Закрылась за Керимом дверь, и на вопрос – зачем?! – родился страшный ответ: все дело сварганили, а его самого бросили в эту протухшую камеру для того, чтобы он здесь сдох, как эта крыса, от голода и жажды. И тогда возник другой вопрос, на который он должен найти ответ немедленно: что он такого сделал и кому? Кому было.выгодно его уничтожить, стереть с лица земли? .
Амелин. Чуркин. Где он перебежал им дорогу? Под «чистосердечным признанием» его подпись, любая графическая экспертиза это подтвердит, потому что она подлинная.
Амелин попросил его на днях расписаться под какими-то отчетами, он, конечно же, поставил как дурак свою подпись на чистых листах. Это было во время телефонного разговора с Грязновым, он даже не обратил внимания, что он подписывал. Магнитофонная пленка. Голоса Бабаянца и его собственный. На сто процентов его собственный.
И в то же время стопроцентная фальшивка: он никогда ничего подобного не говорил ни Бабаянцу, ни кому-либо другому. Голос Гены уже идентифицировать нельзя. Но имитировать – сколько угодно: легкий кавказский акцент, характерная хрипотца.

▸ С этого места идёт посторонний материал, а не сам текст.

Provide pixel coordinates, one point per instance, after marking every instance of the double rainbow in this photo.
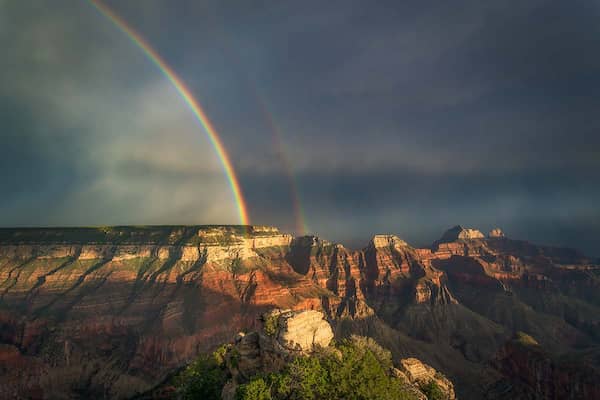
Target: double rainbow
(189, 99)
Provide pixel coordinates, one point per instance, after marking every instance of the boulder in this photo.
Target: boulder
(419, 374)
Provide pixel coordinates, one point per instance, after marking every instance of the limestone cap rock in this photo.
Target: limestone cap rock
(381, 241)
(301, 330)
(459, 233)
(496, 233)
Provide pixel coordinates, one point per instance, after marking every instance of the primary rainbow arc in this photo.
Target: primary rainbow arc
(189, 99)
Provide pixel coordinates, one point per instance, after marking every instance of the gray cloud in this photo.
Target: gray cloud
(403, 117)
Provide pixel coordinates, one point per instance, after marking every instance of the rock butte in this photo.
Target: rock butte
(110, 312)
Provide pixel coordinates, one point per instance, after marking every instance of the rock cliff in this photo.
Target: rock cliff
(110, 312)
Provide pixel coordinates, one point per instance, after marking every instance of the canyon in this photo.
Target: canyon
(112, 312)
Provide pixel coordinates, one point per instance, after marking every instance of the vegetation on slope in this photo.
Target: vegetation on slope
(355, 369)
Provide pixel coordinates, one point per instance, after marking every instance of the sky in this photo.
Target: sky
(402, 117)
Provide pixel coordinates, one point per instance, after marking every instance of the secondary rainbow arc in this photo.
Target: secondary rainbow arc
(189, 99)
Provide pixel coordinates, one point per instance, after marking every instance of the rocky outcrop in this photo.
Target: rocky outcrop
(420, 375)
(287, 334)
(460, 233)
(496, 233)
(301, 331)
(113, 311)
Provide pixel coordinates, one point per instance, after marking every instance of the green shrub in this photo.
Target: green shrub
(202, 379)
(271, 324)
(358, 369)
(256, 389)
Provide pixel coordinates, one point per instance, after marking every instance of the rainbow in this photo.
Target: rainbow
(301, 227)
(189, 99)
(300, 220)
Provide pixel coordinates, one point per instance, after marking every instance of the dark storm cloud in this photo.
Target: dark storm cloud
(398, 117)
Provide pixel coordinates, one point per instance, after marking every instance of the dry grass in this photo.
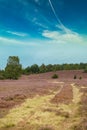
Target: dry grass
(39, 113)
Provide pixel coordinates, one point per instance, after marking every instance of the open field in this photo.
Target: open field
(38, 102)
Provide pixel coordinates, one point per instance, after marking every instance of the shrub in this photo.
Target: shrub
(80, 78)
(55, 76)
(75, 76)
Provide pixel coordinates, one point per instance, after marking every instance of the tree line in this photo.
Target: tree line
(14, 70)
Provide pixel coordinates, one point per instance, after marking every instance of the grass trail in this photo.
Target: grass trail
(39, 112)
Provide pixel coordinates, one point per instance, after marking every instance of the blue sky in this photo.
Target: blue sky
(43, 31)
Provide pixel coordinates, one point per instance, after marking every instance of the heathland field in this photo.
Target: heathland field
(38, 102)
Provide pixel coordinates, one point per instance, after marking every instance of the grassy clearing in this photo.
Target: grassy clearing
(39, 114)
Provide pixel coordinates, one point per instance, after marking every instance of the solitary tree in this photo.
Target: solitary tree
(13, 68)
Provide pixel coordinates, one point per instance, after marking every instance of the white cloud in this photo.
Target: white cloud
(71, 37)
(17, 33)
(35, 21)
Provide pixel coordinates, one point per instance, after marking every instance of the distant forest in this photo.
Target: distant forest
(14, 70)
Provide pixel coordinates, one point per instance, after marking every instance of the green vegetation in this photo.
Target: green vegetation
(13, 69)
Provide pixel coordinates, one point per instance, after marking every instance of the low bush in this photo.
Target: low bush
(55, 76)
(75, 77)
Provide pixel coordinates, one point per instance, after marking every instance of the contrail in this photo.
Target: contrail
(58, 20)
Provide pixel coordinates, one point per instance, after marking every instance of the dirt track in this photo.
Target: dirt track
(45, 93)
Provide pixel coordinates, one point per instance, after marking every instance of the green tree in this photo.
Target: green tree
(13, 68)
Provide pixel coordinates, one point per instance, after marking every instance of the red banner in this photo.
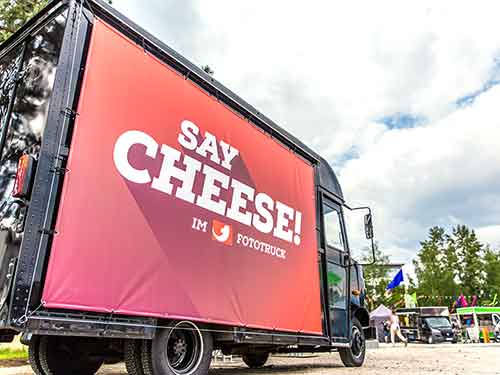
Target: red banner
(174, 206)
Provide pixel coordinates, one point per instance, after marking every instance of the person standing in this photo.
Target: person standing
(396, 330)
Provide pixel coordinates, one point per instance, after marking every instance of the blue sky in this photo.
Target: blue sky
(401, 98)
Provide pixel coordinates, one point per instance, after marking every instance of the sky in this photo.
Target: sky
(402, 98)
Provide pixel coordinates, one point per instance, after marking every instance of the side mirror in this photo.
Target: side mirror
(368, 226)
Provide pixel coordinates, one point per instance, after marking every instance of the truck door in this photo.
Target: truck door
(335, 248)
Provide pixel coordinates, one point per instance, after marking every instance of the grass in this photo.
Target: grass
(9, 354)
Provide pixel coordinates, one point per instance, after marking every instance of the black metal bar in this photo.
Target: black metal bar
(41, 213)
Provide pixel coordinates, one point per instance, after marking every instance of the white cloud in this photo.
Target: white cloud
(326, 71)
(490, 235)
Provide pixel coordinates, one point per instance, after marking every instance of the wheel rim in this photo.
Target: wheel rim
(184, 348)
(358, 342)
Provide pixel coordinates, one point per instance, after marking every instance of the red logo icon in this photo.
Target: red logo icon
(222, 232)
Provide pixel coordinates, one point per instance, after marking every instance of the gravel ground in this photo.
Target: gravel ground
(415, 359)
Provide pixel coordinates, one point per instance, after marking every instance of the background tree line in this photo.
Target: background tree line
(447, 265)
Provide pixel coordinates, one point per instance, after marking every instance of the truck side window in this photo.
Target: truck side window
(333, 229)
(336, 286)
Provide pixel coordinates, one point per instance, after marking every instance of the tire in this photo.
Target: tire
(34, 355)
(66, 355)
(146, 357)
(182, 349)
(255, 360)
(354, 356)
(133, 357)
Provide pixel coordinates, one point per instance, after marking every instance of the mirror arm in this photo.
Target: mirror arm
(372, 242)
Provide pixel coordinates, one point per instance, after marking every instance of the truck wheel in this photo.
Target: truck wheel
(355, 355)
(255, 360)
(146, 357)
(133, 357)
(34, 355)
(182, 349)
(66, 355)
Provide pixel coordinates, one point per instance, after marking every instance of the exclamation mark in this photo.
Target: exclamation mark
(298, 228)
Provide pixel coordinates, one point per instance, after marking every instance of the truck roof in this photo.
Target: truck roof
(326, 176)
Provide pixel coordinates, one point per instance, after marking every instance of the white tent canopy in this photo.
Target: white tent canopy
(380, 312)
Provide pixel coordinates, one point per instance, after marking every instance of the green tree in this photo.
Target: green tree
(492, 272)
(376, 277)
(470, 263)
(436, 267)
(15, 13)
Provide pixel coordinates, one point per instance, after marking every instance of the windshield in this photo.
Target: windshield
(438, 322)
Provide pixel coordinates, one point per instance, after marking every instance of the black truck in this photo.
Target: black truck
(102, 259)
(430, 325)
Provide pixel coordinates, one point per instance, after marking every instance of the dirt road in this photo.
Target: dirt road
(414, 360)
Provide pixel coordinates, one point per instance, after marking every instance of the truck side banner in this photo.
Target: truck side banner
(174, 206)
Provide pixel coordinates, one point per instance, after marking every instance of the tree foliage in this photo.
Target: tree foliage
(15, 13)
(447, 266)
(457, 264)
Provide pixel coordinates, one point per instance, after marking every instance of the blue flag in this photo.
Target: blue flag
(398, 279)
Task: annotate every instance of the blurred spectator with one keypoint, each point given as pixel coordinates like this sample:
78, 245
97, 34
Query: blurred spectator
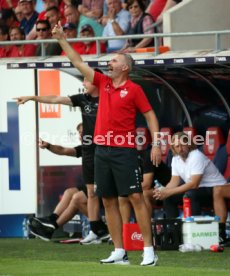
169, 4
9, 18
141, 23
8, 4
53, 15
155, 8
43, 31
72, 15
4, 36
47, 4
90, 47
30, 15
18, 13
70, 31
26, 50
91, 8
117, 23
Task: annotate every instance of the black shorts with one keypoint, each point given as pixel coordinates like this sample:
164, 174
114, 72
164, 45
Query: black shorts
88, 164
117, 171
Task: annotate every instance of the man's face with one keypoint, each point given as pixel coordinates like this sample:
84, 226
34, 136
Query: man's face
43, 32
16, 35
116, 66
53, 17
114, 5
70, 33
3, 37
87, 33
27, 8
71, 15
89, 87
181, 148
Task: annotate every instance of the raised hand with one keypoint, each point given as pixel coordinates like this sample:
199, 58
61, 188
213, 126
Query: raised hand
57, 31
22, 100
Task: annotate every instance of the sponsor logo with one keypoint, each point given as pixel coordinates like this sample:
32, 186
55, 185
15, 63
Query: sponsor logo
204, 234
136, 236
123, 93
9, 147
46, 88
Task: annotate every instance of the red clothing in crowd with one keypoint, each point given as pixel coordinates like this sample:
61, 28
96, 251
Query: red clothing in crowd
4, 5
5, 51
28, 50
156, 8
117, 112
92, 48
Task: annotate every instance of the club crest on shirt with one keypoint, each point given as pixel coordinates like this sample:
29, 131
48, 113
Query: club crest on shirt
123, 93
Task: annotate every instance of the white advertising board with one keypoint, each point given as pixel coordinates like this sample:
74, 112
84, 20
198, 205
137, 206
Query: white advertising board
18, 175
57, 123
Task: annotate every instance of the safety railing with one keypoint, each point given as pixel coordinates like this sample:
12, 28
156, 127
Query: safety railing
156, 36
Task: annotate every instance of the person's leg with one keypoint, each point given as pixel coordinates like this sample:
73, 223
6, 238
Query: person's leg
77, 203
93, 203
220, 193
65, 200
98, 228
202, 197
142, 217
106, 188
114, 220
148, 191
125, 209
171, 205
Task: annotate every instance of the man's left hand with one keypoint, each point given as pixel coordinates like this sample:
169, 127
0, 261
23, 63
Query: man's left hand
156, 156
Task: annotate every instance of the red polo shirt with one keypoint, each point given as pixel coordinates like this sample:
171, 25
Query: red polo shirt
116, 116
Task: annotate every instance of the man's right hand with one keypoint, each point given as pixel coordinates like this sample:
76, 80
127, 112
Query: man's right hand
43, 144
57, 31
23, 99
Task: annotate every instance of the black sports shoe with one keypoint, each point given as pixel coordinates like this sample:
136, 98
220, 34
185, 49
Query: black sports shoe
43, 232
45, 222
116, 258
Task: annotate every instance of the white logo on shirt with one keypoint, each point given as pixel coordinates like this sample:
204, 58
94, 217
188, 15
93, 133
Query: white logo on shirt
123, 93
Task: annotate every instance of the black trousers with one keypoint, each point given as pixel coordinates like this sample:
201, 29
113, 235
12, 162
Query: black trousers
202, 197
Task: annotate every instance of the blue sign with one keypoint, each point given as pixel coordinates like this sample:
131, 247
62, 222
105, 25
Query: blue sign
9, 146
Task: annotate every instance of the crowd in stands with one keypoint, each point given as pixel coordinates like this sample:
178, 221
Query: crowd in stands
34, 20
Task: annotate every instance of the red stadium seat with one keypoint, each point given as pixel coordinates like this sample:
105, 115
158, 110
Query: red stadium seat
166, 134
190, 131
227, 170
213, 140
143, 138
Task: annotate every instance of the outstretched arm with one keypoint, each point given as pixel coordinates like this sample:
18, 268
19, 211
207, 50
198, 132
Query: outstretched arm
44, 99
57, 149
74, 57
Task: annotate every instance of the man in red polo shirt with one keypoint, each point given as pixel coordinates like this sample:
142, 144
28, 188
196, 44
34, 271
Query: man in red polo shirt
116, 163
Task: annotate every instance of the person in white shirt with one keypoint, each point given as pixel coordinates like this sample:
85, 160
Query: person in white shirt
198, 173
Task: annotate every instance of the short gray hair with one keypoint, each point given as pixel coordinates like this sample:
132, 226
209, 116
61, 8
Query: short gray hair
129, 60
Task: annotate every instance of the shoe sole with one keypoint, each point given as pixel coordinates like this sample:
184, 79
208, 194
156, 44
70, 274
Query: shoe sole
104, 238
44, 224
92, 242
152, 263
116, 263
39, 236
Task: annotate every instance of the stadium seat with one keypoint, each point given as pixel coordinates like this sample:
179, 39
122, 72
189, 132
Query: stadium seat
227, 147
190, 131
213, 140
144, 138
166, 133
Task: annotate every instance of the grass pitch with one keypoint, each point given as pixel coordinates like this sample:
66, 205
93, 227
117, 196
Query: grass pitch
20, 257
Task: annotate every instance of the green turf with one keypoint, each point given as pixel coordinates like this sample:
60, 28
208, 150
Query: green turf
20, 257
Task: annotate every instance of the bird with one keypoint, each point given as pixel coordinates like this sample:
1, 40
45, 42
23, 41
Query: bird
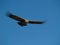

Человеку не свойственно узнавать свой голос, записанный на пленку, сколько раз приходилось слышать: разве это я? неужели у меня такой голос? Почему же тогда он узнает его безошибочно? Надо постараться прокатать весь разговор от начала до конца, надо установить, откуда взялась вся эта абракадабра. Но он не мог припомнить ни одной фразы, ни единого своего слова, он даже не мог толком вспомнить о чем была беседа. Единственное, что он припомнил,– это была его интонация, которая никак не соответствовала тематике: Бабаянц уговаривал его, Турецкого, убить прокурора Зимарина, а он, Турецкий, соглашался, но голос звучал весело, непринужденно, даже небрежно, временами иронически, как будто речь шла о предстоящем пикнике.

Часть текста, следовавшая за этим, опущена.